Président du Comité départemental de Libération du Pas-de-Calais, Guy Mollet se fait élire, début 1945, conseiller général puis maire d’Arras (il le restera jusqu’à sa mort) à une époque où les socialistes perdent au profit des communistes de nombreux bastions du bassin minier. Ceci va lui permettre d’accroître son importance et son influence sur la Fédération socialiste du Pas-de-Calais, mais aussi au niveau national, puisque, dès 1946, à la surprise générale et grâce à un accord avec les « Blumistes », il devient secrétaire général de la SFIO, fonction qu’il conservera jusqu’en 1969. Guy Mollet présente alors l’avantage, aux yeux de certains stratèges de la SFIO, d’être un militant provincial issu d’une prestigieuse fédération ouvrière (loin de l’agitation permanente de la Fédération de la Seine) et une alternative politique crédible car il semble facile à contrôler.

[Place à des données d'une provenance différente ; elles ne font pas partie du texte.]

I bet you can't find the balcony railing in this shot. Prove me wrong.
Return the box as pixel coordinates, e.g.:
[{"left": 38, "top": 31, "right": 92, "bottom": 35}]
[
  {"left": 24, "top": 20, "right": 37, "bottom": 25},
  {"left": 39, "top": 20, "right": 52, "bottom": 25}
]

Bientôt, en novembre 1946, il est élu député. Il devient rapidement ministre d’État dans le gouvernement Blum de 1946 à 1947, ministre d’État chargé des Affaires européennes dans le gouvernement PLEVEN, de 1950 à 1951. De mars à juillet 1951, il est vice-président du Conseil chargé du Conseil de l’Europe dans le cabinet QUEUILLE. Il continue bien sûr à diriger la SFIO, le seul groupe qui ne fera jamais défaut à Pierre MENDÈS-FRANCE le temps de son passage à la tête du gouvernement, entre 1954 et 1955.

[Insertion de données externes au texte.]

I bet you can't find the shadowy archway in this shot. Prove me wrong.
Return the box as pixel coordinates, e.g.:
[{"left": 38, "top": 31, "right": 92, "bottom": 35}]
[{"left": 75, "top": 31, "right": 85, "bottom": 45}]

Le 2 janvier 1956, des élections législatives donnent une courte majorité à un « Front républicain » animé par Pierre Mendès-France, François MITTERRAND, Jacques CHABAN-DELMAS et Guy Mollet. Le président de la République, le Havrais René COTY, propose la présidence du Conseil à Pierre Mendès-France, qui la refuse. Néanmoins, il conseille la nomination de Guy Mollet. Celui-ci accepte au beau milieu de cette guerre d’Algérie qu’il qualifie lui-même d’« imbécile et sans issue ». Toutefois il ne milite pas pour l’indépendance mais pour un colonialisme libéral. Très mal reçu en Algérie début février 1956 par la population européenne (« la journée des tomates »), Guy Mollet va accroître la présence de l’armée et notamment ses pouvoirs de police et de justice. Il essaie toutefois de lutter contre l’utilisation de la torture.

En octobre-novembre 1956, la France s’allie à la Grande-Bretagne et à Israël contre l’Égypte dans l’expédition de Suez dont le canal a été nationalisé par NASSER. Cette expédition est un échec du fait de l’opposition de l’URSS et des USA, ce qui affirme un peu plus leur prépondérance face aux anciennes puissances coloniales et aux pays émergents. Le cabinet Mollet va toutefois faire adopter une troisième semaine de congés payés, une vignette automobile pour aider les personnes âgées sans ressources, des mesures d’aide au logement. Il accorde leur indépendance à la Tunisie et au Maroc, et l’autonomie à l’Afrique subsaharienne, prélude à son indépendance. En mars 1957, la France signe les traités instituant la Communauté économique européenne (CEE).

En mai 1957, le cabinet Mollet est mis en minorité à l’Assemblée nationale et chute, établissant toutefois un record de longévité pour un gouvernement de la IVème République.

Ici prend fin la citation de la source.